Contents

1 Installation

EnrichDO can be installed from Bioconductor:


if (!require("BiocManager", quietly = TRUE)) install.packages("BiocManager")

BiocManager::install("EnrichDO")

or github page


if (!require("BiocManager", quietly = TRUE)) install.packages("BiocManager")

library(devtools)
devtools::install_github("liangcheng-hrbmu/EnrichDO")

2 Introduction

Disease Ontology (DO) enrichment analysis is an effective means to discover the associations between genes and diseases. However, most current DO-based enrichment methods were unable to solve the over enriched problem caused by the “true-path” rule. To address this problem, we presents EnrichDO, a double weighted iterative model, which is based on the latest annotations of the human genome with DO terms and integrates the DO graph topology on a global scale. On one hand, to reinforce the saliency of direct gene-DO annotations, different initial weights are assigned to directly annotated genes and indirectly annotated genes, respectively. On the other hand, to detect locally most significant node between the parent and its children, less significant nodes are dynamically down-weighted. EnrichDO exhibits high accuracy that it can identify more specific DO terms, which alleviates the over enriched problem.

EnrichDO encompasses various statistical models and visualization schemes for discovering the associations between genes and diseases from biological big data. Currently uploaded to Bioconductor, EnrichDO aims to provide a more convenient and effective DO enrichment analysis tool.


library(EnrichDO)
#> 

3 Disease Ontology Enrichment Analysis

EnrichDO presents a double weighted iterative model for DO enrichment analysis. Based on the latest annotations of the human genome with DO terms, EnrichDO can identify locally significant enriched terms by applying different initial weights and dynamic weights for annotated genes and integrating the DO graph topology on a global scale. EnrichDO presents an effective and flexible model, which supplies various statistical testing models and multiple testing correction methods.

3.1 Data Preparation

The input data for EnrichDO is a predefined gene set, such as differentially expressed gene sets, significant genes from GWAS, gene sets from high-throughput biological data, etc. The interest gene sets should be protein-coding genes, in the ENTREZID format from NCBI. Taking the input_example as an example, it stores validated protein-coding genes associated with Alzheimer’s disease from the DisGeNET database.
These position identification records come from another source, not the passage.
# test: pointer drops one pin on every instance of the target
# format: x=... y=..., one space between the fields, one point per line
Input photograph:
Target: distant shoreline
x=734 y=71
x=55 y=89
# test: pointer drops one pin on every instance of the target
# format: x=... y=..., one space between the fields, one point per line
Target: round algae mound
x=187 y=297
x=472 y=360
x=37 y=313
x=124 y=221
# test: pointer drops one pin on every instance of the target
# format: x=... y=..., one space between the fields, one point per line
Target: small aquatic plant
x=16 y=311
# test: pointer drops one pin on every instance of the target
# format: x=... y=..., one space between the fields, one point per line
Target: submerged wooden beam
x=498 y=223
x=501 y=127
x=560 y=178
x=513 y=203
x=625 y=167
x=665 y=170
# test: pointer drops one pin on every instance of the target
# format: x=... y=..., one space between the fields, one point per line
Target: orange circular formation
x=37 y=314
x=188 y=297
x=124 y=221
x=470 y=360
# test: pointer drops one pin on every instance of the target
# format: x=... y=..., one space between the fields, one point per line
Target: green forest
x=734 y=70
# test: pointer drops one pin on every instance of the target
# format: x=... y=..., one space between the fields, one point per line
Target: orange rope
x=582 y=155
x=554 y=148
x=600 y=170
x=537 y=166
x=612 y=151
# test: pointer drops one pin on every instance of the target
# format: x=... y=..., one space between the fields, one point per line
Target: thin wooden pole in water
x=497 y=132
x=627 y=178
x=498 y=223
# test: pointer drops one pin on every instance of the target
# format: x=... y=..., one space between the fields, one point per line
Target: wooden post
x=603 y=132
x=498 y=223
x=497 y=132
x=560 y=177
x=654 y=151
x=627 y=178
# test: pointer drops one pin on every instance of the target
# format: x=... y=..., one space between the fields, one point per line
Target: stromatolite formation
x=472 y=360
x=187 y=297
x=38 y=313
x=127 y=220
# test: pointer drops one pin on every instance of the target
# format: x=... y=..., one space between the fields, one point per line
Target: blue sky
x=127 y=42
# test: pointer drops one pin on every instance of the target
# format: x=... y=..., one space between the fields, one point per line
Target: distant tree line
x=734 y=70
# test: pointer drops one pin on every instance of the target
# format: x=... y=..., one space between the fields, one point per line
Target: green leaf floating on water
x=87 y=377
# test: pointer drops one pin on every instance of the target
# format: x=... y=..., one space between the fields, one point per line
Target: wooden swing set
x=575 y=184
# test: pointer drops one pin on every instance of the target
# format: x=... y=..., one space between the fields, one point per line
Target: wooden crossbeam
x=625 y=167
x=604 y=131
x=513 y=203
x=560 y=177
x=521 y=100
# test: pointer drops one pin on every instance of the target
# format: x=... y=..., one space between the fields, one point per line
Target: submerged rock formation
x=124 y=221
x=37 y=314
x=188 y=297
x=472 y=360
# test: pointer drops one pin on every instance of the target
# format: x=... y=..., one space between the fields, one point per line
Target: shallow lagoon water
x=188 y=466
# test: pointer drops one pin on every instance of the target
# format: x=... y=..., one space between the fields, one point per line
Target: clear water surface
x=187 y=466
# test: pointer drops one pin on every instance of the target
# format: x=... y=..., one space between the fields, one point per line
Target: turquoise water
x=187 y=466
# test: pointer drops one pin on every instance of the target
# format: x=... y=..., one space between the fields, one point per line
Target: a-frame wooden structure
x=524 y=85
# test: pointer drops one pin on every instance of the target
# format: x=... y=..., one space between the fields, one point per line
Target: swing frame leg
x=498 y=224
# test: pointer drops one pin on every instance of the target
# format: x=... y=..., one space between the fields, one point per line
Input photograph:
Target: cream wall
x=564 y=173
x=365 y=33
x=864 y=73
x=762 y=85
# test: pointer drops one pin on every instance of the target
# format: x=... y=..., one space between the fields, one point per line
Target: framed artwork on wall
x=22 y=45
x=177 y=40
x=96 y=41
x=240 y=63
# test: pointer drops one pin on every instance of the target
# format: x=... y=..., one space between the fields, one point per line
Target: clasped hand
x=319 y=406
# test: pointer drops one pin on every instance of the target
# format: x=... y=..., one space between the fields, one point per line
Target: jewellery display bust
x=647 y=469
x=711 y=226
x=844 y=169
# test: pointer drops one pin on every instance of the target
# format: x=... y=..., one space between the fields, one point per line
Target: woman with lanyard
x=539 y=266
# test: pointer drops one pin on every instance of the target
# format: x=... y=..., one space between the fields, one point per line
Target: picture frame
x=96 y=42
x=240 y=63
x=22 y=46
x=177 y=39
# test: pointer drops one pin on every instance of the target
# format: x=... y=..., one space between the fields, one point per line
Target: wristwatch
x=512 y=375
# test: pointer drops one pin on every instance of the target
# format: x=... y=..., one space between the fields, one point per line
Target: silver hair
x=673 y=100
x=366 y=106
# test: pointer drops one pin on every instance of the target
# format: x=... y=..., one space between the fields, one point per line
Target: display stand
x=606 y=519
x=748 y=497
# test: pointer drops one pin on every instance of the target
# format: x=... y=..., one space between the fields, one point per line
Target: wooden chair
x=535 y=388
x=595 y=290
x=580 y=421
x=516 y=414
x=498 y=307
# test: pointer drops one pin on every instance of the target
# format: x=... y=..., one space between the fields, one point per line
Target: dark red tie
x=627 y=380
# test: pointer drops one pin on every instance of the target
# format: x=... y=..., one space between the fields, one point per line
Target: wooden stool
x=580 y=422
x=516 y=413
Alzheimer<-read.delim(file.path(system.file("extdata", package="EnrichDO"), 
                                "Alzheimer_curated.csv"), header = FALSE)
input_example<-Alzheimer[,1]

In order to improve the speed of the case, in the following example, several genes (demo.data) are randomly selected from the protein-coding genes (NCBI Entrez ID) for analysis.
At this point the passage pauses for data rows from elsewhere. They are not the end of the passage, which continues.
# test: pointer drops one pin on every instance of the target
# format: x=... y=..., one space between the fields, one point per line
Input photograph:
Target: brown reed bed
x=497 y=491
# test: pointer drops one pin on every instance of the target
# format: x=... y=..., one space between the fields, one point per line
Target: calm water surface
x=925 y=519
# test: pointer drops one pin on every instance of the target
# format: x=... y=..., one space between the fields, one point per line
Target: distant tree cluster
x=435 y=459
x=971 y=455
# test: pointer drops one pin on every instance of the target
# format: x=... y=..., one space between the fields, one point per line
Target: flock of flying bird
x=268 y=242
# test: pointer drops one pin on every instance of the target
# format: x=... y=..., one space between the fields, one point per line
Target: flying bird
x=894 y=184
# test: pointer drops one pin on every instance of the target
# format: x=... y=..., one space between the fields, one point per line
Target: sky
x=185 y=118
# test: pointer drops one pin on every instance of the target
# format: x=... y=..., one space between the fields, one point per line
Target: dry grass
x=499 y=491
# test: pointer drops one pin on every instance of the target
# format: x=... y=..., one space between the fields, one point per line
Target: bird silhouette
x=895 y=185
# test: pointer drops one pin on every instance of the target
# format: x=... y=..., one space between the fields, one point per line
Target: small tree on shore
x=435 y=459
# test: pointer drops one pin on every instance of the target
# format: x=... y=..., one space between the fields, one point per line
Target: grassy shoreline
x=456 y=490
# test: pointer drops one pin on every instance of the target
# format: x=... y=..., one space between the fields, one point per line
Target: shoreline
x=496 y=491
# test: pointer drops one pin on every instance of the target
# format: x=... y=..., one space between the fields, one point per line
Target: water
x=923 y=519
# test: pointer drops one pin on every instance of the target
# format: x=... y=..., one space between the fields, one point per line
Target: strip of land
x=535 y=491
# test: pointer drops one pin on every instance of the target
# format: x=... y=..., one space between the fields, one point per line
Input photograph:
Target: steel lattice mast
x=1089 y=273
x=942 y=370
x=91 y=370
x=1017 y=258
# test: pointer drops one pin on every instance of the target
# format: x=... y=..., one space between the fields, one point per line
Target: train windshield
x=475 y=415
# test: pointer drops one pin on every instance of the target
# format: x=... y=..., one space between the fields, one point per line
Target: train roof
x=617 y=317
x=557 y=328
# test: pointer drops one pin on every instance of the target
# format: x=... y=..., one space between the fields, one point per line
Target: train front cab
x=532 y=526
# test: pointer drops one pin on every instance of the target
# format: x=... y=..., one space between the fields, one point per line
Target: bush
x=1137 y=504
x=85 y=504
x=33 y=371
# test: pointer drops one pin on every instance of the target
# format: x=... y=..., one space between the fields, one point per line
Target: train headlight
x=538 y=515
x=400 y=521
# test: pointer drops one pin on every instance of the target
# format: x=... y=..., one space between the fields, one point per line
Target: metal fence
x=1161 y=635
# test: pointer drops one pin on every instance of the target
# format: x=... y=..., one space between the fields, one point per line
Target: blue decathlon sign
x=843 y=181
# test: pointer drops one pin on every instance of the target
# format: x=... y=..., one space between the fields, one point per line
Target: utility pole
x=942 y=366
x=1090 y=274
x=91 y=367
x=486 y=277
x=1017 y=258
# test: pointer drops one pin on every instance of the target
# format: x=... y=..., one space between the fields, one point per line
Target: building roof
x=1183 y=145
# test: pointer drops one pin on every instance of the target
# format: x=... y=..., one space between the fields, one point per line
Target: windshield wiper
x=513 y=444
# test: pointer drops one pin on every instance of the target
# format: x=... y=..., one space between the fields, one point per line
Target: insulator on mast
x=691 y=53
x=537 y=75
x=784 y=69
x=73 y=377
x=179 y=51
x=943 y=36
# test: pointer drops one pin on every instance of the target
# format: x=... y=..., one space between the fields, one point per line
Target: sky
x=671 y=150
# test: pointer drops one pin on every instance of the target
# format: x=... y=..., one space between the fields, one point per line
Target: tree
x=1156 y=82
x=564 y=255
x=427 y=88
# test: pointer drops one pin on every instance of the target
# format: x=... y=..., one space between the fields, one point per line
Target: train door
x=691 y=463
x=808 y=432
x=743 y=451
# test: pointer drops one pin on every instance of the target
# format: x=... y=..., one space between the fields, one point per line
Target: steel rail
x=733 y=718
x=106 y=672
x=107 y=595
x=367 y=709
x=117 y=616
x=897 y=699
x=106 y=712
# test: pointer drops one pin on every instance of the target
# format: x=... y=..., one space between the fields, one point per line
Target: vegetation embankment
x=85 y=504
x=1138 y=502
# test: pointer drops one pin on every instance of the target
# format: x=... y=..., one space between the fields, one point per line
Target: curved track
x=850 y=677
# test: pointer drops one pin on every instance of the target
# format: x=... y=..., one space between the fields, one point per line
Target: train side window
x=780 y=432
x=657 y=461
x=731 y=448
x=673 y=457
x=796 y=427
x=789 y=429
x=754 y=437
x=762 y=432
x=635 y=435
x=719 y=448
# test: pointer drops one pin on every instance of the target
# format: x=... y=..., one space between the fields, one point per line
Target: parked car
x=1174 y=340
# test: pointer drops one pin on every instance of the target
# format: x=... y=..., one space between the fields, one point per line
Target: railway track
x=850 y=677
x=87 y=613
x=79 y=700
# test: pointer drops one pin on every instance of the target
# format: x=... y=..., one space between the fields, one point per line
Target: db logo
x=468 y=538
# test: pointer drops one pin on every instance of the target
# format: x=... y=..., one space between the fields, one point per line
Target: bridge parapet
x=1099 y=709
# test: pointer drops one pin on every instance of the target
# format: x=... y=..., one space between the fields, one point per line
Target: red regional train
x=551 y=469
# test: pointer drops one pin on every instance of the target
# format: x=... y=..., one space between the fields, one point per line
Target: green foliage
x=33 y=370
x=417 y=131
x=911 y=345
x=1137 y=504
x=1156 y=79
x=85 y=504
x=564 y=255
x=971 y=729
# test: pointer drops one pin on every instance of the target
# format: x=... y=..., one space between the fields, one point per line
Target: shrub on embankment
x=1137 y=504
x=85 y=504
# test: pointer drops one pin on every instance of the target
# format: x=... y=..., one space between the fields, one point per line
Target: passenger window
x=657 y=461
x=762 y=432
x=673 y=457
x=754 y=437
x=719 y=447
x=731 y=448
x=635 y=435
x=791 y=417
demo.data<-c(1636,351,102,2932,3077,348,4137,54209,5663,5328,23621,3416,3553)

3.2 doEnrich Function

EnrichDO provides disease ontology enrichment analysis through the doEnrich function. Depending on the setting of the traditional parameter, you can choose between weighted enrichment analysis or classic enrichment analysis. The following is a simple running example using weighted enrichment analysis by default:


demo_result<-doEnrich(interestGenes=demo.data)
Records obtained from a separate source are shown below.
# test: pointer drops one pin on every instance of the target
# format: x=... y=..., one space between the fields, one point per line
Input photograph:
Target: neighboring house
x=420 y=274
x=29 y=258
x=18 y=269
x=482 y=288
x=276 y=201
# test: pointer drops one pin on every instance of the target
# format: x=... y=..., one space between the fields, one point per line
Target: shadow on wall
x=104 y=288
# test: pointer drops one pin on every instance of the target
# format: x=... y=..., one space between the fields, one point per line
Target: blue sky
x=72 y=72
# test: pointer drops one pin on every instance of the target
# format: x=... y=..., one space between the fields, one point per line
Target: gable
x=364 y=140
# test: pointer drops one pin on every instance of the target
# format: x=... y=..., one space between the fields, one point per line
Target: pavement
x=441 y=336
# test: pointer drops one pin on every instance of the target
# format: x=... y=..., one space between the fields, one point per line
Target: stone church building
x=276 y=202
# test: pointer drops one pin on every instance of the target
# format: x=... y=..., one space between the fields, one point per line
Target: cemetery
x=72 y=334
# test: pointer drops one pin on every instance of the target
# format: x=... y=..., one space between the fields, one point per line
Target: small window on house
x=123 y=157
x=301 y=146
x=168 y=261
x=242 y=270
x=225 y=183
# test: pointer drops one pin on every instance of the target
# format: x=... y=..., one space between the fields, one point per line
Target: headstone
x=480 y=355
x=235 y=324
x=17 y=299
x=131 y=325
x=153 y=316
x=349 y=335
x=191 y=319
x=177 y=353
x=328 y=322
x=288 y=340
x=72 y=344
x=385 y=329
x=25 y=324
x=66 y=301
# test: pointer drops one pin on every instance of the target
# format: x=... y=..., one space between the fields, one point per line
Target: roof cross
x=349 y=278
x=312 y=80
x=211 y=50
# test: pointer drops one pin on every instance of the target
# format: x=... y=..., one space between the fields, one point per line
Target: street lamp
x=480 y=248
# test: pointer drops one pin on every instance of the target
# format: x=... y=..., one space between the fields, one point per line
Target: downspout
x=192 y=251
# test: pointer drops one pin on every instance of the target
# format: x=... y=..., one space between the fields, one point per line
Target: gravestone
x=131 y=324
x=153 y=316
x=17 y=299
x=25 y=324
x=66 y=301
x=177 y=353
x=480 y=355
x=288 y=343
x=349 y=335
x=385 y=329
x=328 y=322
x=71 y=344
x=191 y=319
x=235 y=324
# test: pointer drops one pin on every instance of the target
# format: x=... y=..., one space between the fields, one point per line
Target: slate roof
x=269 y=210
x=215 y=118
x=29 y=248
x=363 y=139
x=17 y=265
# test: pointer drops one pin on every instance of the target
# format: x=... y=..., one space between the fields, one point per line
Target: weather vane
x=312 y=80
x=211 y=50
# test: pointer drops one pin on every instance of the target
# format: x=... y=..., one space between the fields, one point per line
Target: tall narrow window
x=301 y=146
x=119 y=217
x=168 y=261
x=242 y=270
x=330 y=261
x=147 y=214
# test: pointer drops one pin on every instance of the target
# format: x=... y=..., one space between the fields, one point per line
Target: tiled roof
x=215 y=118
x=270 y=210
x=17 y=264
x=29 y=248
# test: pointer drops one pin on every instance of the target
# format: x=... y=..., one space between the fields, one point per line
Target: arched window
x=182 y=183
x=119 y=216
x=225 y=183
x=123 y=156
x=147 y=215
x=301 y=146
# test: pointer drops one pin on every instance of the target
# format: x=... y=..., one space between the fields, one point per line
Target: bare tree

3.2.1 Weighted Enrichment Function

In addition to performing weighted enrichment analysis with default parameters, the following parameters can also be modified to better meet the analysis requirements. The specific meanings of these parameters can be accessed by using the ?doEnrich method.


weighted_demo<-doEnrich(interestGenes=demo.data,
                        test="fisherTest",
                        method="holm",
                        m=1,
                        minGsize=10,
                        maxGsize=2000,
                        delta=0.05,
                        penalize=TRUE)
#>       -- Descending rights test--
#> LEVEL: 13    1 nodes 72 genes to be scored
#> LEVEL: 12    2 nodes 457 genes to be scored
#> LEVEL: 11    3 nodes 907 genes to be scored
#> LEVEL: 10    12 nodes    2278 genes to be scored
#> LEVEL: 9 50 nodes    5376 genes to be scored
#> LEVEL: 8 116 nodes   7751 genes to be scored
#> LEVEL: 7 181 nodes   9463 genes to be scored
#> LEVEL: 6 193 nodes   10144 genes to be scored
#> LEVEL: 5 174 nodes   9756 genes to be scored
#> LEVEL: 4 85 nodes    9088 genes to be scored
#> LEVEL: 3 18 nodes    4599 genes to be scored
#> LEVEL: 2 1 nodes 1605 genes to be scored
#> LEVEL: 1 0 nodes 0 genes to be scored

3.2.2 Classic Enrichment Function

The doEnrich function can control the parameter traditional to perform traditional overexpression enrichment analysis (ORA), which means that it will not down-weight based on the topological structure of the disease ontology. Additionally, Parameters test, method, m, maxGsize and minGsize can be used flexibly.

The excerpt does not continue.